Riverside & University of Virginia RadioSurgery Center can now treat tumors non-surgically anywhere on the body with the addition of Synergy S™
Newport News, VA – Riverside & University of Virginia Radiosurgery Center have been using the Gamma Knife technology to treat brain tumors for over one year. The Synergy S technology adds the ability to treat larger cancer tumors anywhere on the body. The Riverside & University of Virginia Radiosurgery Center is one of four centers in the nation that has Gamma Knife and Synergy S treatment capabilities.
With an overall goal of improving the patient’s quality of life and chance of long-term survival, the Riverside & University of Virginia Radiosurgery Center brings an experienced team of neurosurgeons, radiation oncologists and physicists, as well as, highly trained staff.

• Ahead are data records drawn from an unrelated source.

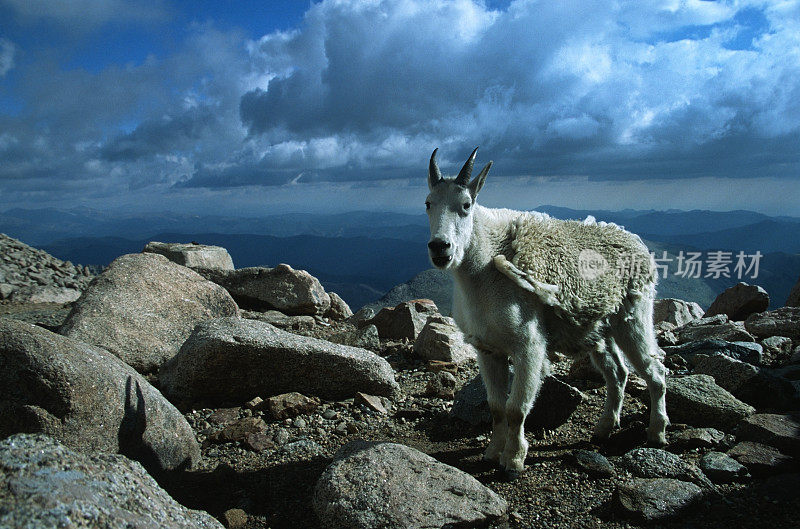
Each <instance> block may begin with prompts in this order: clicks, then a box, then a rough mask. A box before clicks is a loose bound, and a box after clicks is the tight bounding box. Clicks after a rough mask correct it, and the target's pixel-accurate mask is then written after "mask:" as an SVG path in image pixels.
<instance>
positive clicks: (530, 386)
mask: <svg viewBox="0 0 800 529" xmlns="http://www.w3.org/2000/svg"><path fill="white" fill-rule="evenodd" d="M532 327H533V326H532ZM530 338H531V339H530V341H529V342H528V343H527V344H526V345H525V346H523V347H521V348H520V349H518V351H519V352H518V353H517V354H515V355H514V358H513V359H514V380H513V382H512V383H511V394H510V395H509V398H508V401H507V403H506V420H507V421H508V439H507V440H506V446H505V449H504V450H503V454H502V455H501V456H500V464H501V465H502V466H503V467H504V468H505V469H506V471H508V473H509V475H510V477H512V478H513V477H515V476H516V475H517V474H518V473H519V472H521V471H522V470H523V469H524V468H525V456H526V455H528V441H527V440H525V418H526V417H527V416H528V412H529V411H530V410H531V408H532V407H533V402H534V400H536V396H537V395H538V394H539V389H540V388H541V386H542V375H543V369H544V368H545V359H546V357H547V352H546V345H545V340H544V338H543V337H542V336H541V335H540V333H539V331H538V329H536V328H533V330H532V336H531V337H530Z"/></svg>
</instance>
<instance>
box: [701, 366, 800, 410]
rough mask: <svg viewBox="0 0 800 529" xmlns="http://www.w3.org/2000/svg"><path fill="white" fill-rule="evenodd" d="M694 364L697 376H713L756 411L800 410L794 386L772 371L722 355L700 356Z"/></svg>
mask: <svg viewBox="0 0 800 529" xmlns="http://www.w3.org/2000/svg"><path fill="white" fill-rule="evenodd" d="M694 363H695V366H694V370H693V372H694V373H700V374H704V375H711V376H712V377H714V381H715V382H716V383H717V385H719V386H720V387H722V388H724V389H726V390H727V391H730V392H731V394H732V395H733V396H734V397H736V398H737V399H739V400H741V401H743V402H746V403H748V404H750V405H752V406H755V407H756V408H759V409H771V410H780V411H785V410H793V409H797V408H798V407H800V396H798V394H797V390H796V389H795V387H794V386H793V385H792V383H791V382H790V381H789V380H786V379H785V378H783V377H780V376H776V375H774V374H773V373H772V372H771V371H770V370H768V369H764V368H759V367H756V366H753V365H750V364H748V363H745V362H740V361H739V360H735V359H733V358H730V357H728V356H724V355H719V354H718V355H711V356H707V355H697V356H696V357H695V362H694Z"/></svg>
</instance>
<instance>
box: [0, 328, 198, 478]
mask: <svg viewBox="0 0 800 529" xmlns="http://www.w3.org/2000/svg"><path fill="white" fill-rule="evenodd" d="M0 388H3V390H2V393H0V437H5V436H8V435H11V434H13V433H19V432H27V433H39V432H41V433H45V434H47V435H50V436H52V437H55V438H56V439H58V440H59V441H61V442H62V443H64V444H66V445H67V446H69V447H72V448H75V449H78V450H82V451H85V452H96V451H101V452H121V453H123V454H125V455H127V456H128V457H130V458H132V459H136V460H138V461H140V462H141V463H142V464H144V465H145V466H147V467H148V468H150V469H153V470H171V469H175V468H183V467H192V466H194V465H195V463H197V462H198V461H199V459H200V448H199V446H198V444H197V441H196V440H195V437H194V434H193V433H192V429H191V427H190V426H189V424H188V423H187V422H186V419H185V418H184V417H183V415H181V414H180V413H179V412H178V410H176V409H175V407H174V406H173V405H172V404H170V403H169V402H167V400H166V399H165V398H164V397H163V396H162V395H161V393H159V392H158V390H156V389H155V388H154V387H153V386H151V385H150V384H149V383H148V382H147V381H146V380H145V379H144V378H143V377H142V376H141V375H139V374H138V373H137V372H136V371H134V370H133V368H131V367H130V366H128V365H127V364H125V363H124V362H122V361H121V360H120V359H119V358H117V357H115V356H114V355H112V354H110V353H109V352H108V351H105V350H103V349H100V348H99V347H94V346H91V345H89V344H86V343H82V342H78V341H76V340H72V339H70V338H65V337H63V336H60V335H58V334H54V333H52V332H50V331H47V330H45V329H42V328H41V327H37V326H35V325H31V324H28V323H23V322H20V321H16V320H7V319H2V318H0Z"/></svg>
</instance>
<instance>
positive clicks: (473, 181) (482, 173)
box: [467, 162, 492, 200]
mask: <svg viewBox="0 0 800 529" xmlns="http://www.w3.org/2000/svg"><path fill="white" fill-rule="evenodd" d="M491 168H492V162H489V163H487V164H486V165H485V166H484V168H483V169H481V172H480V173H478V176H476V177H475V178H473V179H472V182H470V183H469V185H468V186H467V189H469V194H470V195H471V196H472V200H475V198H476V197H477V196H478V193H480V190H481V188H482V187H483V183H484V182H486V175H488V174H489V169H491Z"/></svg>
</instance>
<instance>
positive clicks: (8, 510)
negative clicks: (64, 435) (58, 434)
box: [0, 434, 223, 529]
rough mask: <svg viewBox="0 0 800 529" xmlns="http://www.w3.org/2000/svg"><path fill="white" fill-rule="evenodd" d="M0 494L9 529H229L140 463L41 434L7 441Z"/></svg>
mask: <svg viewBox="0 0 800 529" xmlns="http://www.w3.org/2000/svg"><path fill="white" fill-rule="evenodd" d="M0 489H2V490H3V491H4V493H3V494H0V526H1V527H8V528H11V527H19V528H22V527H31V528H33V527H37V528H38V527H42V528H45V527H53V528H55V527H91V528H95V529H118V528H122V527H142V528H145V527H148V528H150V527H152V528H156V527H170V528H174V529H222V527H223V526H222V524H220V523H219V522H218V521H216V520H215V519H214V518H213V517H211V516H210V515H209V514H207V513H205V512H202V511H194V510H191V509H187V508H186V507H183V506H182V505H180V504H179V503H178V502H176V501H175V500H174V499H172V497H170V495H169V494H167V492H166V491H165V490H164V489H162V488H161V487H159V485H158V483H156V482H155V480H154V479H153V478H152V477H150V476H149V475H148V474H147V472H145V470H144V468H142V466H141V465H140V464H139V463H137V462H135V461H131V460H129V459H127V458H126V457H123V456H121V455H112V454H86V453H81V452H76V451H73V450H70V449H69V448H67V447H66V446H64V445H62V444H60V443H59V442H58V441H55V440H53V439H51V438H49V437H47V436H45V435H41V434H36V435H31V434H20V435H14V436H12V437H9V438H8V439H4V440H3V441H0Z"/></svg>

Synergy S is capable of performing 4D Adaptive™ Radiation Therapy, a new Image Guided Radiation Therapy (IGRT) treatment approach that relies on images of anatomy and disease to guide radiation delivery precisely to the tumor while minimizing damage to surrounding healthy tissue.
To determine the precise location of tumors and normal surrounding tissues, traditional radiotherapy calls for imaging studies to be done several days before treatment. Synergy S will enable the Riverside Neurosciences team to obtain images the day of treatment with the patient in the exact position he or she will be treated in. This means not only unparalleled precision in tumor targeting and patient positioning, but also the ability to increase the dose to the tumor by virtue of more certainty in the tumor’s location.
The Gamma Knife®
Considered one of the most advanced neurosurgical tools available, the Gamma Knife® allows a neurosurgeon to perform brain surgery without a scalpel and without actually entering the skull. The Gamma Knife® treatment uses 201 highly focused beams of Cobalt-60 radiation to produce biological effects on tissues inside the skull. Because of the exceptional precision involved, treatment is typically carried out in a single sitting and potential damage to healthy surrounding tissue is minimized. Over 120 patients have been treated at the Riverside facility.
Radiosurgery Center Partnership
Riverside’s partner in this venture, the University of Virginia Health System, is one of the leading international authorities on radiosurgery.
Dr. Ladislau Steiner, Alumni Professor of Neurosurgery and Radiology at the University of Virginia and Director of the Gamma Knife Center at U.Va. is part of the Medical Advisory Panel for Riverside’s Gamma Knife Center. Dr. Steiner is recipient of the 2003 Gold Medal of Honor from the World Federation of Neurosurgical Societies for lifetime contributions to neurosurgery practice and teaching and of the Sugita Award from the International Society for Neurosurgical Technology and Instrument Invention. He is a widely recognized pioneer in radiosurgery applications as well as in the development of the Gamma Knife.
The University of Virginia Medical Center has been recognized by U.S. News and World Report, Best Doctors in America and other organizations as one of the top medical institutions in the country. The U.Va. School of Medicine continues to make discoveries resulting in new and better therapies, especially in the areas of cancer, cardiovascular disease, neuro-degenerative disease and vaccine development.
Riverside will be the first healthcare provider in southeastern Virginia to have a radiosurgery facility offering both intra (Gamma Knife) - and extra (Synergy S)-cranial capabilities, and is the first in Virginia to utilize Synergy S to benefit patients. The combination of both devices makes Riverside and University of Virginia’s Radiosurgery Center a true center of excellence for stereotactic radiosurgery and a valuable health resource for our region.